Schrems II Compliant Web Analytics
The past 5 years have seen significant changes to data protection regulation. Leading the charge was the EU’s GDPR in 2018 and more recently California’s CCPA.
It’s hard to say we’ve seen a step change in behaviour from big tech companies. The overwhelming cookie/consent popups have created a great deal of friction for browsing and likely desensitised users to the impact of data collection. Whilst people follow the letter of the law, it’s hard to see how these experiences/dark patterns are following the spirit of it.
This shake-up is before the potential impact of “Schrems” rulings (specifically Schrems II) which impacts the transfer of EEA personal information/data outside of the EEA itself. If the initial knee-jerk reaction to GDPR by some international companies led to European IP ranges being completely blocked, the potential impact of where data transits could be huge.
Whilst it’s hard to think that we’d see any significant change in behaviour from big tech as a result of this, it does give us time to reflect on where the data is flowing. The global nature of the internet means you can never be truly sure where data transits through, but we can make an effort to understand where the data lives and which companies/authorities have the jurisdiction to access it.

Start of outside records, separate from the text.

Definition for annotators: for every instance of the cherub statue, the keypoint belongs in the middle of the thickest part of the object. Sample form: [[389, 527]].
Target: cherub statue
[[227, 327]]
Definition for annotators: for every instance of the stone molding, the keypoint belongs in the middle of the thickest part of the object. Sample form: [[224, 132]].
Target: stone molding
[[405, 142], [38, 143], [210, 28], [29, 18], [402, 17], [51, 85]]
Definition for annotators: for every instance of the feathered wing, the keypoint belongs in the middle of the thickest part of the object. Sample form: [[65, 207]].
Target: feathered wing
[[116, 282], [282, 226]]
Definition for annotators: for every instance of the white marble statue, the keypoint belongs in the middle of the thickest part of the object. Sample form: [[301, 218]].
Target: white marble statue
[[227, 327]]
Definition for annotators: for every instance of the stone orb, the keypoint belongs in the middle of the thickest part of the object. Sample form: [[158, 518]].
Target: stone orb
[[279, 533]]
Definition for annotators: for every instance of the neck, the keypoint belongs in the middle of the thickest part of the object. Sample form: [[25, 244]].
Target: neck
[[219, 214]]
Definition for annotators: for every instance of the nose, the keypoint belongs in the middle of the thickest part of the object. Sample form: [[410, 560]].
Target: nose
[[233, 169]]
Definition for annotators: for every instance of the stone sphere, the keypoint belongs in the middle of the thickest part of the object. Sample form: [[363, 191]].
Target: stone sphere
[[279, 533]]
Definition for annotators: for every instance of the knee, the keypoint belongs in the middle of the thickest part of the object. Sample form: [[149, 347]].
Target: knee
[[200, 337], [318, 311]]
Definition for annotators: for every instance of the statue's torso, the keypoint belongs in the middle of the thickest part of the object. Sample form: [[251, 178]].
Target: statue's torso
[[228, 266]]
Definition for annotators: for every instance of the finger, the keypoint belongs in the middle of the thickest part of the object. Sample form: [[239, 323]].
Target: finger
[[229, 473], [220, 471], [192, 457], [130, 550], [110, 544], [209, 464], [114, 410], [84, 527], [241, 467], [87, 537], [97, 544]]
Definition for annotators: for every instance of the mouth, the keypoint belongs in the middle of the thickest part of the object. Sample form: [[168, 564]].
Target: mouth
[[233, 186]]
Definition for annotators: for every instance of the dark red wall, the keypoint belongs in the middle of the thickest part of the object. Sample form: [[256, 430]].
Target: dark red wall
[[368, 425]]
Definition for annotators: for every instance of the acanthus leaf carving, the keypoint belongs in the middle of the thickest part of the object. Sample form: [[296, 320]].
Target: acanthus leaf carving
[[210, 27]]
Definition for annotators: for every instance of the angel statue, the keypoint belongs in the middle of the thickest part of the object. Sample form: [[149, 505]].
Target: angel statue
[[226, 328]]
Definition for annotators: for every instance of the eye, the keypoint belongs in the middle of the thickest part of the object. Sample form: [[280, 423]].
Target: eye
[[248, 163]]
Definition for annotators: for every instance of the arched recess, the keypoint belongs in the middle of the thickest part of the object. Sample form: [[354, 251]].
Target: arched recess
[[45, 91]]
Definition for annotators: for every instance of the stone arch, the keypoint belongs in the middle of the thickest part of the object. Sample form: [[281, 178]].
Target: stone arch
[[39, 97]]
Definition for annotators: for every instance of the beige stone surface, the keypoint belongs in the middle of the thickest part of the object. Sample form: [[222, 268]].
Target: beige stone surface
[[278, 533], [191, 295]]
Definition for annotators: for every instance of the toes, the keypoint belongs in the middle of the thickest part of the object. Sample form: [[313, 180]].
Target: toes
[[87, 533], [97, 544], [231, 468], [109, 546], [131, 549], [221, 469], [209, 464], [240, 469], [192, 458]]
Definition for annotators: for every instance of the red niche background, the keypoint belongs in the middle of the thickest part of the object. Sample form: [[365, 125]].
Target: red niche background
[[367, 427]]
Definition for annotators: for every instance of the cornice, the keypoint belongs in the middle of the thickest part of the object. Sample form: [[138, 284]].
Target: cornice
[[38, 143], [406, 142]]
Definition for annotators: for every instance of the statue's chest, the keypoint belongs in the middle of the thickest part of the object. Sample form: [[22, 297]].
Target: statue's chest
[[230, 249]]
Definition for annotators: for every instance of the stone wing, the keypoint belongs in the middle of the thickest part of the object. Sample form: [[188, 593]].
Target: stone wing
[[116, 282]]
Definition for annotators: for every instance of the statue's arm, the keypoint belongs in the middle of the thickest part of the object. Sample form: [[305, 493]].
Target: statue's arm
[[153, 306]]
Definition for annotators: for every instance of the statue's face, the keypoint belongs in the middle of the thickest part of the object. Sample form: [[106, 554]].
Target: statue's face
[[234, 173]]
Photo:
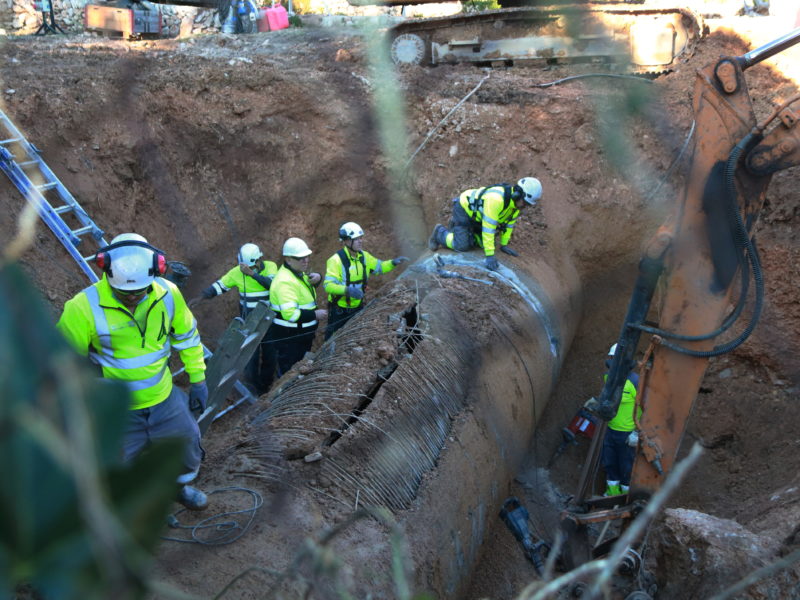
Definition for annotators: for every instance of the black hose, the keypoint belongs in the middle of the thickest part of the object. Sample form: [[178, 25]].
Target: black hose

Bymetric and EEA Data Transit
When we started Bymetric we wanted to be as flexible as possible to potential data sensitivities. This is why we offer an option to restrict transit and storage of user data to the EEA if that’s what a customer wants.
What this means in practice is having data transit through and stored on systems and servers physically located in the EEA and crucially operated by EEA registered/owned organisations.
This means that data cannot go through/be stored on any popular cloud services (e.g. Amazon AWS, Heroku, Microsoft Azure, Google GCP, Digital Ocean, Linode) - this is a bit unusual for a bootstrapped tech startup as these platforms are incredibly powerful enablers for building technology but we think it’s worth it.
We don’t expect these rulings, and any future regulation, to have a major impact on the way big tech/cloud hosting works on the internet for a long time, but we wanted to be flexible and offer some peace of mind when it comes to the changing privacy regulation landscape.